Suppose $f$ is continuous at $c$ with $\alpha$ as given. Then for every $\epsilon > 0$ there exists $\delta > 0$ such that $|f(x)-f(c)| < \epsilon$ when $|x-c| < \delta$.
Let $P$ be a partition of $[a,b]$ with $||P||< \delta$. We have some subinterval of $P$ such that $c \in [x_{j-1},x_j)$.
Note that
$$S(P,f,\alpha) = \sum_{i=1,i\neq j}^{n}f(\xi_i)[\alpha(x_i)-\alpha(x_{i-1})]+f(\xi_j)[\alpha(x_j)-\alpha(x_{j-1})]$$
The first sum on the RHS vanishes since $[\alpha(x_i)-\alpha(x_{i-1})] = 0$ if $i \neq j$.

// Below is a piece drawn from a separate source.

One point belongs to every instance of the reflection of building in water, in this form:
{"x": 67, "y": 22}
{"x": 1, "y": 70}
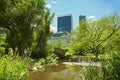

We have $\xi_j,c \in [x_{j-1},x_j]$ and $|\xi_j-c| \leq ||P|| < \delta.$ Hence,
$$|S(P,f,\alpha) -f(c)|= |f(\xi_j)-f(c)| < \epsilon$$
Thus $f \in \mathcal{R}(\alpha)$ with
$$\int_a^bfd\alpha = f(c).$$
Here is the proof of the converse.
Suppose $f \in \mathcal{R}(\alpha)$ with $\alpha$ as given and
$$\int_a^bfd\alpha = f(c).$$
Then for every $\epsilon > 0$ there exists a partition $P_\epsilon$ such that if $P$ is any refinement and $S(P,f,\alpha)$ is any Riemann-Stieltjes sum then
$$|S(P,f,\alpha)- f(c)|< \epsilon.$$
We have some subinterval of $P$ such that $c \in [x_{j-1},x_j)$. Moreover any $\xi \in [x_{j-1},x_j]$ can be a tag of the Riemann-Stieltjes sum.
Note that
$$S(P,f,\alpha) = \sum_{i=1,i\neq j}^{n}f(\xi_i)[\alpha(x_i)-\alpha(x_{i-1})]+f(\xi)[\alpha(x_j)-\alpha(x_{j-1})].$$
The first sum on the RHS vanishes since $[\alpha(x_i)-\alpha(x_{i-1})] = 0$ if $i \neq j$.
Hence,
$$|S(P,f,\alpha) -f(c)|= |f(\xi)-f(c)| < \epsilon$$
Thus, for any $x$ such that $|x-c| < ||P||$ we have $|f(x)-f(c)|< \epsilon$.